Questa in parole povere la trama messa in scena nel piccolo teatro Garrick, a due passi da Leicester Square. La scenografia è minimalista ma ben studiata, fatta di cambi di scena rapidissimi e sagome di cartone che simulano un mondo che vuole essere semplice e leggero come la gioventù dei protagonisti e di un passato non ancora appesantito dalle angosce odierne, in cui il più grande sogno di una ragazza può essere ancora diventare la prima astronauta donna.
Sicuramente il dinamismo e la freschezza degli attori sono le note più liete di questo musical, che non ha niente a che vedere con rappresentazioni maestose come il pluricelebrato Wicked, in cui la complessità della vicenda è seconda solo alla ricchezza di effetti speciali, coreografia e scenografia. Anche i temi musicali sono tutto sommato essenziali e ripetitivi, seppur gradevoli. La storia si sviluppa in modo prevedibile e senza colpi di scena dall'inizio alla fine, raccontando l'avventura del protagonista principale, di aiutanti e antagonisti, concedendo a ognuno il proprio spazio canoro, senza grandi picchi emozionali, né virtuosismi vocali.
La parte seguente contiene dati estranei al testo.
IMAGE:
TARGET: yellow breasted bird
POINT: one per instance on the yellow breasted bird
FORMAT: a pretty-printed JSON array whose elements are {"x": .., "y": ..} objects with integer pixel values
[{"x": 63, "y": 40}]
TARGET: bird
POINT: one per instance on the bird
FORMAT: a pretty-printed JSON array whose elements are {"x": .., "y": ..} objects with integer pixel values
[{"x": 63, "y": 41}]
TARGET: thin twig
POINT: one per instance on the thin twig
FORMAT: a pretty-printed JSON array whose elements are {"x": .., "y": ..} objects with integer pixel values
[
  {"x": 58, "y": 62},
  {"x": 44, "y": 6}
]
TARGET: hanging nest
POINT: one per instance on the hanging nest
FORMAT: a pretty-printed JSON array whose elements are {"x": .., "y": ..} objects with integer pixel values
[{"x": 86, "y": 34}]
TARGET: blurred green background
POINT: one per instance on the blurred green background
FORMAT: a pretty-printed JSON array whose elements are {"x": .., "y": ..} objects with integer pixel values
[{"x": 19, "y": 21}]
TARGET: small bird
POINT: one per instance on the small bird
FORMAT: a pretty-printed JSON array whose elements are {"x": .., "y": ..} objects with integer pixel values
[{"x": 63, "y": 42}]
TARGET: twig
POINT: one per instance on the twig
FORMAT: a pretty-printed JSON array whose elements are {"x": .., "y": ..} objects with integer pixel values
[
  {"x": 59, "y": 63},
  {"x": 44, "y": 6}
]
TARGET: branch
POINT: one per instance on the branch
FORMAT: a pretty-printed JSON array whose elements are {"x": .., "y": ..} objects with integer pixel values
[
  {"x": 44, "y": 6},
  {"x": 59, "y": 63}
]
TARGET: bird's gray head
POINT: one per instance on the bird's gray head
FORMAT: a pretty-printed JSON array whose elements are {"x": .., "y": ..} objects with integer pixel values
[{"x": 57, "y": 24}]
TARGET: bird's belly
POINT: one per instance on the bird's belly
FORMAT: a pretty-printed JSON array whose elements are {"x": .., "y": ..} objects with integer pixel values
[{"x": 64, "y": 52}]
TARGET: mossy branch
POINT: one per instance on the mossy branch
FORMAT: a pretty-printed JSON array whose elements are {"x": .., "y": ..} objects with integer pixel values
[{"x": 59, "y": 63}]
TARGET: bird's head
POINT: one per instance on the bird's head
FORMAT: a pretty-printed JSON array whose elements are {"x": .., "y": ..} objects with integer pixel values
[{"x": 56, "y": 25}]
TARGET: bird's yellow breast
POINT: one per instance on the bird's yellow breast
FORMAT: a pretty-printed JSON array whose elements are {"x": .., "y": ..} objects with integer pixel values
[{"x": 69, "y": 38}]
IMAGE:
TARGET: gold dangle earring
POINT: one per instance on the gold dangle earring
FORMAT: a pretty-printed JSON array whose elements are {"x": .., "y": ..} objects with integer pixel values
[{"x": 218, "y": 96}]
Meritano una citazione We are not alone e soprattutto Ticket Outta Loserville, che compaiono sul finire del primo atto, e non a caso vengono ripresi più volte come temi conduttori anche nella seconda parte, quando, come da tradizione, le cose si complicano, tutto sembra compromettersi per l'eroe, ma alla fine la situazione si risolve, e tutti possono gioire felici e festeggiare l'avvento di un mondo migliore.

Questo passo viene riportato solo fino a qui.